Courant 2025, le gouvernement français entend taper du poing sur la table en entamant un processus de dissolution de différents groupements de supporters dans l’Hexagone… Aucun tri n’est effectué, comme si le fond importait peu, et que le plus important était l’impact médiatique. Ainsi, les ultras stéphanois se retrouvent placés dans le même panier que des groupuscules identitaires, de la mouvance hooligan…
Alors que les choses semblaient se calmer, la procédure est finalement relancée en ce début avril 2026. Les Green Angels et les Magic Fans font alors de nouveau face à une situation d’incertitude et d’inquiétude.
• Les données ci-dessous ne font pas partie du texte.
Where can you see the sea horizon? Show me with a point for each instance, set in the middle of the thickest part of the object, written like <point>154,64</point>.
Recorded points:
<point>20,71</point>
Pourtant c’est l’ensemble du peuple vert est concerné.
Mais concrètement, comment l’État peut-il dissoudre des groupes ?
En France, il existe différents types de dissolutions imposées : celles-ci peuvent être judiciaires ou administratives. Les groupes de supporters font face à une menace de dissolution administrative, engagée par le ministère de l’Intérieur.
Si une dissolution est actée, elle le sera en Conseil des ministres. L’article L. 212-1 du Code de la sécurité intérieure prévoit les différentes raisons qui pourraient permettre de valider une dissolution d’un groupe.
Les associations de supporters peuvent aussi être dissoutes ou suspendues d’activité pendant 12 mois maximum par décret, si leurs membres ont commis des infractions lors d’une manifestation sportive… En l’espèce, il y a eu parfois des incidents, qui auraient pu dégénérer davantage sans le cadre imposé par les structures des différents groupes ultras.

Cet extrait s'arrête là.